Mohammed Azheruddin, Cournoyer Antoine, Gosselin Ryan
Department of Chemical & Biotechnological Engineering, Université de Sherbrooke, 2500 Boulevard de l'Université, Sherbrooke, Québec, Canada J1K 2R1.
Process Monitoring Automation and Control Group, Pfizer Global Supply, 17300 Trans-Canada Highway, Kirkland, Québec, Canada PQ H9J 2M5; and.
PDA J Pharm Sci Technol. 2023 Mar-Apr;77(2):55-66. doi: 10.5731/pdajpst.2020.012443. Epub 2022 Sep 19.

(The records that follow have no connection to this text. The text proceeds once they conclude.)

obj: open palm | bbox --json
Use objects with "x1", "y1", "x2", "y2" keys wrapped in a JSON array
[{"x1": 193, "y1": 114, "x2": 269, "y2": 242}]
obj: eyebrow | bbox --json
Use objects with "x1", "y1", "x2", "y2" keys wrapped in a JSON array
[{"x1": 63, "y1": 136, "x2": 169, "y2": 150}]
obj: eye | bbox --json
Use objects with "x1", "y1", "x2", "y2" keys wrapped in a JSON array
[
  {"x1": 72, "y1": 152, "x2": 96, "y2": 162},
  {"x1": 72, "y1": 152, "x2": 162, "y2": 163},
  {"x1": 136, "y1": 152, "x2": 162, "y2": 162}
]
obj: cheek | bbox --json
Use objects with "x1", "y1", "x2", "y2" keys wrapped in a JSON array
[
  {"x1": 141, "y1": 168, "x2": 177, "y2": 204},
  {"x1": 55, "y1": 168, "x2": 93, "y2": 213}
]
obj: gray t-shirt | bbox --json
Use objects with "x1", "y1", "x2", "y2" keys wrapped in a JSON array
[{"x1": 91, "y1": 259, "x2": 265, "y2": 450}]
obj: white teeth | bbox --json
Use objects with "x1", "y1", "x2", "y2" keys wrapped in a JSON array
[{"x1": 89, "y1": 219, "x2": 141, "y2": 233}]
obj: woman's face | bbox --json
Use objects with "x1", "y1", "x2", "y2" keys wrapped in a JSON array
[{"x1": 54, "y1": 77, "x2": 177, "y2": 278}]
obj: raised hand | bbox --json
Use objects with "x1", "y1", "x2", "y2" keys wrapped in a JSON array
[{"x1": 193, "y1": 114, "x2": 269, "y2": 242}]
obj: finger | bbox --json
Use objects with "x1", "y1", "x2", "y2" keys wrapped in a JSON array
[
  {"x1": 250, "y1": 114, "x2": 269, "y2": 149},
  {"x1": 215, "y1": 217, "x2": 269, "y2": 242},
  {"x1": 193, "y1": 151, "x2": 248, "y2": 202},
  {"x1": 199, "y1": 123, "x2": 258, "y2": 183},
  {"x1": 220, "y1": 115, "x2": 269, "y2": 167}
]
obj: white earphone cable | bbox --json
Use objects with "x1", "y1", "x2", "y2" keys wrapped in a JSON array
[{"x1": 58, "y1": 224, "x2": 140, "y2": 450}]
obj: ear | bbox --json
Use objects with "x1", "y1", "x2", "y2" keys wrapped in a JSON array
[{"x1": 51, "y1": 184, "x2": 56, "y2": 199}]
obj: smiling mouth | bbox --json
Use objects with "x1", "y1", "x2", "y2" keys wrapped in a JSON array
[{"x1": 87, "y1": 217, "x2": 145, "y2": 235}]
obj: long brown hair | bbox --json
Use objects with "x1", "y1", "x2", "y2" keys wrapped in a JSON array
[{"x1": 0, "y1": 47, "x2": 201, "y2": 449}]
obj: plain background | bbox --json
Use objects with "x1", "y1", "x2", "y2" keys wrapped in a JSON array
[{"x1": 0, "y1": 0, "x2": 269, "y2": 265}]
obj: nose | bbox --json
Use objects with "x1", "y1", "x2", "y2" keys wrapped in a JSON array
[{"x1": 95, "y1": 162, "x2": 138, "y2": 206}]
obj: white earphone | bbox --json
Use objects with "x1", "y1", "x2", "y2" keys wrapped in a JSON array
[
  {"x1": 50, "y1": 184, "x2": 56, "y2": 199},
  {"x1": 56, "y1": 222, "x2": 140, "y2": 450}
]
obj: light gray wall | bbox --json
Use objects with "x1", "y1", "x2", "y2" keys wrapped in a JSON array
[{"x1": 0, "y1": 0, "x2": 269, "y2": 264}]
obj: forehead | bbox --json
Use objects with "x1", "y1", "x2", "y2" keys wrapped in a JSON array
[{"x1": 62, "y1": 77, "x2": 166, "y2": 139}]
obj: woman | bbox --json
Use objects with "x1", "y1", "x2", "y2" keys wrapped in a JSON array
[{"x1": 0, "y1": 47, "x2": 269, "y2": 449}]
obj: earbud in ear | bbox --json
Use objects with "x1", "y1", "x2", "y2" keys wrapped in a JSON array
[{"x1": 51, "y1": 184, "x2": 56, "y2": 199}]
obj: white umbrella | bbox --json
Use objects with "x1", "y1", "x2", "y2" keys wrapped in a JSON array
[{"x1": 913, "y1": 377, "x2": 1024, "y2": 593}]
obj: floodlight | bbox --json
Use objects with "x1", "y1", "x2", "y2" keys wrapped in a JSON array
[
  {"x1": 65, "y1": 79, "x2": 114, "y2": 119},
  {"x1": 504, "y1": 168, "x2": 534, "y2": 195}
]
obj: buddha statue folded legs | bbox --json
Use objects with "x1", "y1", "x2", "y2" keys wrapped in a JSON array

Near-infrared (NIR) spectroscopy (NIRS) is a widely accepted method of measuring moisture in pharmaceutical freeze-dried products, both during the process and in the finished products. Multiple NIR measurement approaches have been introduced to monitor product moisture in freeze-dried vials. However, the spatial moisture gradients within a vial have not been investigated in depth. Like any other point-focused process analytical technology (PAT) tool, a spectrum produced by NIRS represents an average over a given area of the product vial. Implementing a point-focused NIR on any random position without proper understanding of spatial moisture variations within the vial may severely impact the reliability of the results. The present work focuses on understanding the moisture distribution within freeze-dried vials. We performed an investigation using NIR tools, NIR chemical imaging (NIR-CI), and NIRS to understand the spatial variations in moisture on the outer surface (i.e., periphery) of the freeze-dried vials. To achieve this, the moisture distribution within individual vials was mapped using NIR images. Then, NIRS was used to determine the necessity of using multiple measurement points to produce robust models quantifying the moisture inside freeze-dried products. Overall, the results show a simplified version of the phenomenon in which non-homogenous distribution of moisture, as well as the non-uniform drying front, occur within the vials. The findings from the NIRS-based partial least squares (PLS) models indicate that to achieve reliable product/process information, measurements must be drawn from multiple measurement points on the surface of the freeze-dried products.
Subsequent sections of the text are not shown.